Let the kids play
A recent unfortunate situation made me wonder if we are forgetting something important about youth sports: the kids actually want to play the game.
My daughter, Laura Delehanty, plays on the Tigers' tennis team, often playing doubles with a friend. The day before this week's section tournament, when the doubles partner was ill, the coach told her that the rules prohibited Laura from playing, even with a different partner or even by herself, one against two. Laura feared she would have to forfeit the last match of her high school career, simply due to the illness of her partner.
As it turns out, these particular rules are set in the state, section-by-section. Our section requires coaches to turn in player seedings and playing schedules a week before the tournament. A better option, one equally acceptable to state officials, is to seed the players the day of the tournament, to account for illness and absence. Another reasonable solution would be to allow a lower-seeded girl to move up and play in the tournament as an alternate who fills in as necessary. This simple solution is used in competitive sports across the world.
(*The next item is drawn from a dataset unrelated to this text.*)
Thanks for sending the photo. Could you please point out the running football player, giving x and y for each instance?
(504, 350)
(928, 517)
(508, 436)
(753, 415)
When talking to the Minnesota State High School League about the issue and the reasonableness of letting an alternate fill in, I said, "Laura just wants to play and have fun." The official responded "it's not about having fun."
Isn't there something wrong here?
Sports are about more than merely having fun, but they should, indeed, be enjoyable. More than anything else, they should be structured so that the kids actually get to compete whenever possible. I hope Morris school officials advocate for some helpful changes before next tennis season.
Thankfully, Laura's partner made a speedy recovery and showed up for the match the next morning. However, in an ironic and sad twist of fate, one of the players on the opposing doubles team was ill and that team had to forfeit the doubles match because that team was not allowed to substitute an alternate player. Laura still didn't get to play, and a young lady from the other team lost the last match of her senior year without getting a chance to pick up a racket and compete. As Laura said, "I would rather have played and lost than not played and won." Can't we find a way to let the kids play?